Watchdog: Council considers new tax to fund police

By Barbara Zivica

On December 27th the newly sworn in City Council adopted an Urgency Ordinance amending the September 1, 2012 contract agreement with police officers and misc. employees in which the retirement benefit formulas for new hires was changed from 3% at age 50 for police to 3% at age 55 and the retirement benefit formula for misc. employees was changed from 2.7% at age 55 to 2% at age 62. Basically, what they did was restore the more generous pension benefits for new hires.

The reason it was called an “urgency ordinance“ was it had to become effective before January 1, 2013 when a voter approved state law would tie their hands. The new law mandates specific pension formulas for public employees (2.7% at age 55 for police officers and 2% at age 62 for other employee categories). They did, however, put a cap on lateral police hires. The chief can only hire five lateral officers at the 3% at age 50 retirement formula after which he’ll have to request more from Council. After 18 months, lateral hires will have to come in at the new 2.7% at 55 formula but could keep any prior accrued under old pension rules. Rookie hires would come in at the new state rate.
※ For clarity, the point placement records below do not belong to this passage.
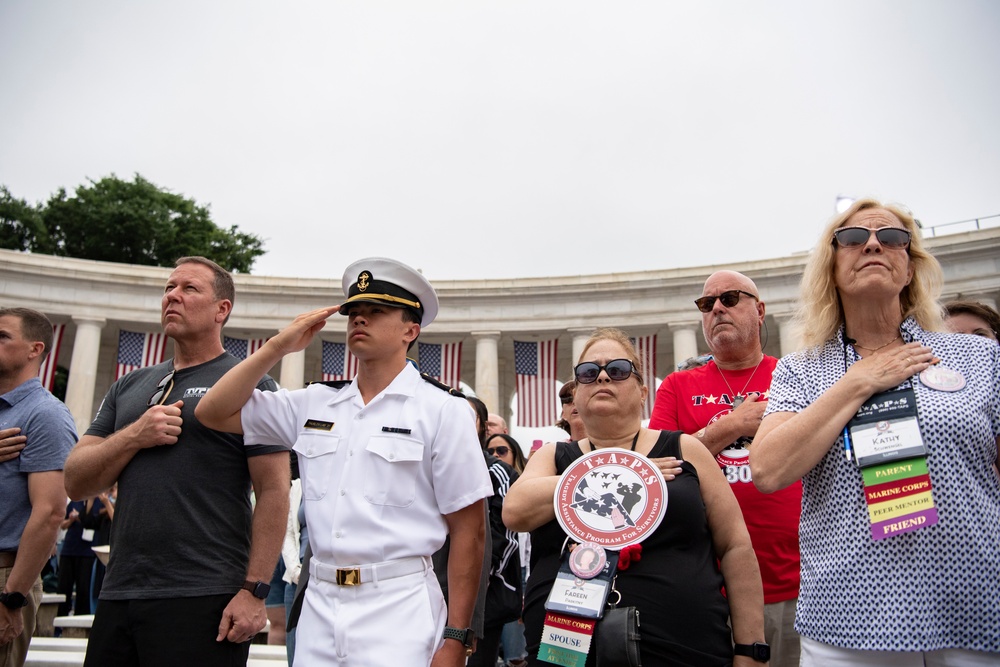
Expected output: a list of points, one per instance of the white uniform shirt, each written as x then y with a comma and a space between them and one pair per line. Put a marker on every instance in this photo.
378, 478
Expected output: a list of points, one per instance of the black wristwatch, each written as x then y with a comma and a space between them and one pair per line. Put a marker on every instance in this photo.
465, 636
258, 588
759, 651
13, 600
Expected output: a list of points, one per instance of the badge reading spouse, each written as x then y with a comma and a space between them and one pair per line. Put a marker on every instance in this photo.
611, 497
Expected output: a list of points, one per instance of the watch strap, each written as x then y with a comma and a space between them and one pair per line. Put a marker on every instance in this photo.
257, 588
759, 651
463, 635
13, 600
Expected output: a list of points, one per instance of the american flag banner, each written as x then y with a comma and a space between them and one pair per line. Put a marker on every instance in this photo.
645, 346
338, 362
138, 350
442, 361
535, 366
47, 373
240, 348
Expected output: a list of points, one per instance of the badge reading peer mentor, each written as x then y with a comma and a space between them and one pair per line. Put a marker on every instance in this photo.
611, 497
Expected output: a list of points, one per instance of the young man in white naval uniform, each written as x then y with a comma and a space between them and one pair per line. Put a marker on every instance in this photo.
390, 464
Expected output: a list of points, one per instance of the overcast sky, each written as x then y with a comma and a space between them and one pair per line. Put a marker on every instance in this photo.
510, 138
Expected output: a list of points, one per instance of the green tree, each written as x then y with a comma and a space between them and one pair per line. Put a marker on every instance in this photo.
21, 225
134, 222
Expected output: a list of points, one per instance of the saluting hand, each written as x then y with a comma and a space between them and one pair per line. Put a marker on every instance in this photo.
888, 368
297, 335
159, 425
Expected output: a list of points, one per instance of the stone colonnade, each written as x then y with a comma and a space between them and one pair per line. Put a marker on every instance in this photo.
96, 299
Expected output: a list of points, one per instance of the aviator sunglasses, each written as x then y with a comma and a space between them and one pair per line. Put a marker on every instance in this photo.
729, 298
617, 369
889, 237
162, 390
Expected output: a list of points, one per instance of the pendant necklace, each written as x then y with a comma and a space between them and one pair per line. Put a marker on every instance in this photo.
873, 350
738, 398
635, 440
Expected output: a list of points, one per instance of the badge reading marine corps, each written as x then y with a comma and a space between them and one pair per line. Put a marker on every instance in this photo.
611, 497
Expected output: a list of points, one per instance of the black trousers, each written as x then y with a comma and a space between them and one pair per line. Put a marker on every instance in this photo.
162, 633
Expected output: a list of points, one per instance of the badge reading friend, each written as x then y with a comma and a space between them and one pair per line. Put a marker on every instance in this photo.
611, 498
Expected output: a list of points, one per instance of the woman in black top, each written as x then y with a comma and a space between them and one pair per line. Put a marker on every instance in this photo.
677, 584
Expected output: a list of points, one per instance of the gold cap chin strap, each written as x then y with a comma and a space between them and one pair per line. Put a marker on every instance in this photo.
384, 297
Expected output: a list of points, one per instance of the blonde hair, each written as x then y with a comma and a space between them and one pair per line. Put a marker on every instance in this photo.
821, 312
616, 336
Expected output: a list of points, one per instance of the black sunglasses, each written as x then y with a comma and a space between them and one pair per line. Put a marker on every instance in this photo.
889, 237
617, 369
729, 298
499, 450
162, 390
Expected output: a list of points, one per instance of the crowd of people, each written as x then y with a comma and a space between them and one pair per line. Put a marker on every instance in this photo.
837, 506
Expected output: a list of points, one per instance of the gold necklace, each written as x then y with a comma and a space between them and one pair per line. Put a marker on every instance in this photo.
738, 398
876, 349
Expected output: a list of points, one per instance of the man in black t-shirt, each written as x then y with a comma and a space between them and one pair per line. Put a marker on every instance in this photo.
190, 559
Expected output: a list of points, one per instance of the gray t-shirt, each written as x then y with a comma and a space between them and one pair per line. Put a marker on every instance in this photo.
48, 426
182, 519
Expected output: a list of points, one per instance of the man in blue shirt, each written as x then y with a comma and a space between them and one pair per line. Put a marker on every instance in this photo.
32, 497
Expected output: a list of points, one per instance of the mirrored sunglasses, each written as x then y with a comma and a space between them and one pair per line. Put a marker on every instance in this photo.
162, 390
889, 237
729, 298
498, 451
617, 369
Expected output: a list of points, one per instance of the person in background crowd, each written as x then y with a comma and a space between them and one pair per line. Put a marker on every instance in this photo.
390, 466
76, 561
700, 546
100, 512
974, 318
189, 552
902, 571
569, 418
721, 403
36, 434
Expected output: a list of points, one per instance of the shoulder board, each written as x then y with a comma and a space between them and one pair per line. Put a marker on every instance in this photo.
336, 384
441, 385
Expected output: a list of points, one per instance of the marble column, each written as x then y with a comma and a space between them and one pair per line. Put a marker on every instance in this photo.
580, 337
685, 342
83, 370
293, 370
487, 370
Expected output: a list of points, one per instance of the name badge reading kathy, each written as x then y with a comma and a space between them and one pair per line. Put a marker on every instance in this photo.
886, 429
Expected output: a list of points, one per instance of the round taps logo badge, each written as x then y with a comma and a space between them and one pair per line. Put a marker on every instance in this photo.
611, 497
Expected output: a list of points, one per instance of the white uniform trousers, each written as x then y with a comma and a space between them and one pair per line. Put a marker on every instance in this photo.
389, 622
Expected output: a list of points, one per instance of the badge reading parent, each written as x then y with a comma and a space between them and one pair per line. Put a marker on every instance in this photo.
611, 497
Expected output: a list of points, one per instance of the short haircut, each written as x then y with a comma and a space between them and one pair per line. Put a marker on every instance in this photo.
482, 416
35, 327
976, 309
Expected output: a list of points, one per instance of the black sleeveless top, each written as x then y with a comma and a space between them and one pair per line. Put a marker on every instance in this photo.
677, 586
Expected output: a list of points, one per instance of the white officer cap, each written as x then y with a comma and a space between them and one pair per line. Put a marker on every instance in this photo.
391, 283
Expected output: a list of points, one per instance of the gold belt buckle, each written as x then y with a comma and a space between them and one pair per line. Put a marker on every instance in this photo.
348, 576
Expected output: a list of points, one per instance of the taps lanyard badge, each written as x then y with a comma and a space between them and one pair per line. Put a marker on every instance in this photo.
887, 445
606, 500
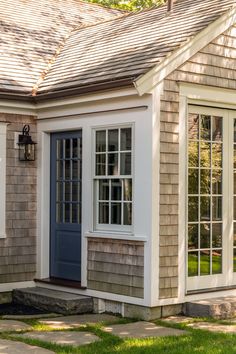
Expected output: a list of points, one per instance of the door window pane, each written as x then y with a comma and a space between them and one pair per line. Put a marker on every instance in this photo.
192, 264
113, 136
205, 127
205, 235
101, 141
205, 263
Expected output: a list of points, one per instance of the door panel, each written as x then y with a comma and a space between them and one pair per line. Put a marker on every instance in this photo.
66, 175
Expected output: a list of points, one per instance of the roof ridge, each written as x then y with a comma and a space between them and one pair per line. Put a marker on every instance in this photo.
102, 6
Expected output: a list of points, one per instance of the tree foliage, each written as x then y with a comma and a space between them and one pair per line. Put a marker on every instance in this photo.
130, 5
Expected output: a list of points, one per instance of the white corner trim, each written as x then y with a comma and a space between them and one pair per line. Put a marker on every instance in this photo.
146, 82
3, 148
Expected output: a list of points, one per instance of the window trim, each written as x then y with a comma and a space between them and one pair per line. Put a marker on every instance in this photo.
3, 141
109, 228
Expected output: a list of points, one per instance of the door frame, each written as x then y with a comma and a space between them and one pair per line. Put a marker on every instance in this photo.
54, 225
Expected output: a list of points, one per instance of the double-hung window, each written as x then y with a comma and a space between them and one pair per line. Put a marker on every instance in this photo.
113, 179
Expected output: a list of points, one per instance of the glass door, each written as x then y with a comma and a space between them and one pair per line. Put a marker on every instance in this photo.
208, 208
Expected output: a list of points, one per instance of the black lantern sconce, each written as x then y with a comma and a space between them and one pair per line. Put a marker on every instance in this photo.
26, 145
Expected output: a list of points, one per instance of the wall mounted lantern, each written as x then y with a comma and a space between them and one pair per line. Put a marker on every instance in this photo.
26, 145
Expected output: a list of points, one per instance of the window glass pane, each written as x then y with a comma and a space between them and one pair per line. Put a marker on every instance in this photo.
101, 165
113, 164
205, 154
59, 196
193, 208
205, 208
193, 236
127, 214
104, 189
125, 163
205, 236
116, 213
193, 126
192, 264
216, 155
204, 262
67, 149
125, 139
234, 260
59, 213
59, 149
217, 128
205, 127
193, 156
234, 234
74, 213
127, 188
67, 191
216, 261
216, 208
113, 136
67, 169
67, 212
116, 189
75, 169
103, 217
76, 191
60, 165
100, 141
216, 235
192, 181
216, 181
205, 181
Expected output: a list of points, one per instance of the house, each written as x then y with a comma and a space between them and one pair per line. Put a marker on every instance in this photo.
131, 198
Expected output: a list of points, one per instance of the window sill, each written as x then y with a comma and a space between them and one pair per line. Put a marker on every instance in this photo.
116, 236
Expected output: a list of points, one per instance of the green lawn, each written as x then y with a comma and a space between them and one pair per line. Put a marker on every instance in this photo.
195, 341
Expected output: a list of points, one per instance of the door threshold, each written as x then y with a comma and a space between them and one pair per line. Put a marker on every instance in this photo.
61, 282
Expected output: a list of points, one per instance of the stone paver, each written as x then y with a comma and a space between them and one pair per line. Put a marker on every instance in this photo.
142, 329
178, 319
77, 320
29, 317
213, 327
12, 347
10, 325
63, 338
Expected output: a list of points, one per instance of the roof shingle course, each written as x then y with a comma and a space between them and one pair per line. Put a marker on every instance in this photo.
117, 48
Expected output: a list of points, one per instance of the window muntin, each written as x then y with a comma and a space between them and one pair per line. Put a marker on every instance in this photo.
113, 179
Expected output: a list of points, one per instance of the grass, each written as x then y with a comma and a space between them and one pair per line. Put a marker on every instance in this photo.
194, 341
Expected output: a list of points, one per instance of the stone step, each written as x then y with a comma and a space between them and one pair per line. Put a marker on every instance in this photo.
218, 308
53, 300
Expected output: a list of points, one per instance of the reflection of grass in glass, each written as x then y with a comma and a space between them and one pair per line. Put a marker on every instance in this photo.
216, 264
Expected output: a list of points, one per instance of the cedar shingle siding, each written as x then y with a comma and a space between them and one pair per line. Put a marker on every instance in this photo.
18, 249
214, 65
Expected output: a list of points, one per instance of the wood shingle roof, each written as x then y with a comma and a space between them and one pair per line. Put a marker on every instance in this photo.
47, 50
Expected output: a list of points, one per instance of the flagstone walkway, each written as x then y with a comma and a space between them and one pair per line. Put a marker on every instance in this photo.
69, 330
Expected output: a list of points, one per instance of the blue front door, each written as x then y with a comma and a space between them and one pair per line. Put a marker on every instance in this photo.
66, 174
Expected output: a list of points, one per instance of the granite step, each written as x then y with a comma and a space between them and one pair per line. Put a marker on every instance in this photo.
53, 300
218, 308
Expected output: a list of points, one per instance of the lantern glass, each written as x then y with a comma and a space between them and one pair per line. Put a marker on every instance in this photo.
27, 152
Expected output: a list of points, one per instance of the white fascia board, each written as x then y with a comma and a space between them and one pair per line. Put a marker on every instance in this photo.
86, 98
147, 82
17, 107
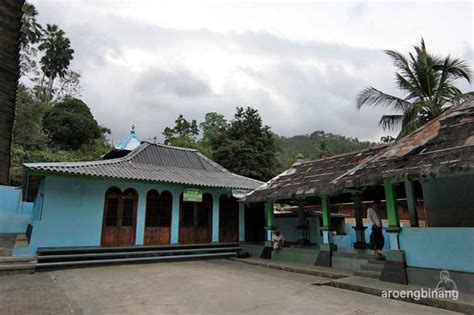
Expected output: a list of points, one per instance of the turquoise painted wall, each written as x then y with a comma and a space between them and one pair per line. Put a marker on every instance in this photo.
15, 214
449, 202
69, 210
347, 241
287, 226
439, 248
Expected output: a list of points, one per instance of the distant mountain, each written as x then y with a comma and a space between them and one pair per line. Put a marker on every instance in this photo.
316, 145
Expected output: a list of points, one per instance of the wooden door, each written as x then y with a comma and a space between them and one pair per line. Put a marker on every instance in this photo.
158, 218
120, 216
196, 221
228, 219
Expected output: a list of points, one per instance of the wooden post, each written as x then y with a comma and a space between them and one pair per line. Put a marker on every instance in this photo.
411, 203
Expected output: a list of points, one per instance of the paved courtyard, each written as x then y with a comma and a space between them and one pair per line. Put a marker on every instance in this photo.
190, 287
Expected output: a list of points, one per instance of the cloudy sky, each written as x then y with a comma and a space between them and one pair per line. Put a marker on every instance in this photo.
301, 64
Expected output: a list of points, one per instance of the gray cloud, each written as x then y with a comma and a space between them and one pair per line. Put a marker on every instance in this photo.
181, 83
135, 72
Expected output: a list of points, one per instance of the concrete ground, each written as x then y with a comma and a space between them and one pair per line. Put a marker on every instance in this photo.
190, 287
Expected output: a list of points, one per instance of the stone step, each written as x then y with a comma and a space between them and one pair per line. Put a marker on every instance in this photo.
372, 267
367, 274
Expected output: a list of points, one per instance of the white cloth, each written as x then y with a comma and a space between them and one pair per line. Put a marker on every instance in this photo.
373, 217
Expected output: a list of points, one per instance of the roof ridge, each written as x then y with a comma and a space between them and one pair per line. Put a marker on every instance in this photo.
345, 154
215, 164
125, 158
170, 146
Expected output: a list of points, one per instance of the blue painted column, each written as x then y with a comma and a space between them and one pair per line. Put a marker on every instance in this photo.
215, 219
175, 218
241, 222
141, 213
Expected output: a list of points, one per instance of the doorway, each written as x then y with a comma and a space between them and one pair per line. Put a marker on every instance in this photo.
158, 218
195, 224
120, 217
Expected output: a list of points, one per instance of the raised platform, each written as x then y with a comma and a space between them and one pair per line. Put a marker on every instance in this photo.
76, 256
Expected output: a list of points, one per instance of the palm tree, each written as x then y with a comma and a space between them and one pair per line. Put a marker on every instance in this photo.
428, 85
31, 34
58, 55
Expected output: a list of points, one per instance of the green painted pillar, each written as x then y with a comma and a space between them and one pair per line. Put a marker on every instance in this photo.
270, 219
302, 223
391, 203
241, 222
411, 203
359, 228
395, 267
327, 233
326, 211
327, 247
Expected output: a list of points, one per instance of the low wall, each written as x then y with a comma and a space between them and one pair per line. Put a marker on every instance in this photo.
439, 248
347, 240
287, 226
15, 214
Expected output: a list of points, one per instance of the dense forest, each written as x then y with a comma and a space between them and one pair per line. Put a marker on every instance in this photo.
54, 124
318, 144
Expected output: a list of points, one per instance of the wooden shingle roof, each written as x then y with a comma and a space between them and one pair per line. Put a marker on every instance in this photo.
443, 146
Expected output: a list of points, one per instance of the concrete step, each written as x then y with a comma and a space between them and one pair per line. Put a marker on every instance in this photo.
21, 241
376, 262
372, 267
367, 274
6, 269
320, 271
17, 259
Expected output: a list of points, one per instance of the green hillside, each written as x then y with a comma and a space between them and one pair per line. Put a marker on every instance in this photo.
316, 145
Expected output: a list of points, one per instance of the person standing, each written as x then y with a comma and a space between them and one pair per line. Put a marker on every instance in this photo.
377, 240
278, 241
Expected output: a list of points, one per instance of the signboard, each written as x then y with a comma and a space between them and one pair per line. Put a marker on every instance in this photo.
192, 195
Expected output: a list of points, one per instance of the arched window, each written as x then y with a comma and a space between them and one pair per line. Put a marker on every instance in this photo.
165, 205
112, 201
187, 213
130, 198
152, 206
204, 211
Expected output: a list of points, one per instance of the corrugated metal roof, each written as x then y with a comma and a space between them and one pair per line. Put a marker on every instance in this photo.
156, 162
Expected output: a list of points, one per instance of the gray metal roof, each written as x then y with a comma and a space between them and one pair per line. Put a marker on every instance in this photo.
156, 162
Council again took action on February 19th, upon hearing that City Manger Jim Jakel was planning to retire. They offered him a generous amendment to his contract if he stayed on until the end of December. (Jakel’s employment contract with the city is dated October 14, 2003). If he did so, during the last six months of the year his compensation would also include a monthly retention payment of $2,750 and a monthly deferred compensation payment of $3,533 which would be excluded from the calculation of final compensation for purposes of his PERS retirement formula. Currently his base salary is $16,719 a month.

Not surprisingly the Council has now asked staff to explore ways to increase revenues via a sales tax, a parcel tax or a business license tax, all of which, if mandated for a specific use, require 2/3 vote approval.
In 2010 Antioch voters rejected a half cent non specific sales tax measure which only needed a simple majority to pass but failed when 55% of voters rejected it. The ballot measure stated that the revenues were to be used to avoid further police layoffs (20 less cops on duty than two years before), fix potholes, maintain local streets and sidewalks, restore code enforcement and clean up abandoned property. Opponents were concerned because tax revenues would be deposited in the City’s general fund and could, therefore, be used for all legal governmental purposes.

As for current police staffing, according to police Chief Cantando as of February 21st, here’s the situation: The department is currently authorized for 102 positions and is projected to be at 90 filled positions as of March 11, 2013 with 12 vacancies. An academy student is already hired as a trainee and would fill an authorized position. Ten officers are off duty due to injury, eight of those are OJI (on the job injury) and two are off duty for medical conditions. Two additional officers are on light duty due to OJI injuries, two CSO’s have been hired, another starting on March 11th. Four trainees start the CCCSO academy on April lst. Numerous trainee, lateral and academy graduate candidates are in various stages of the hiring process.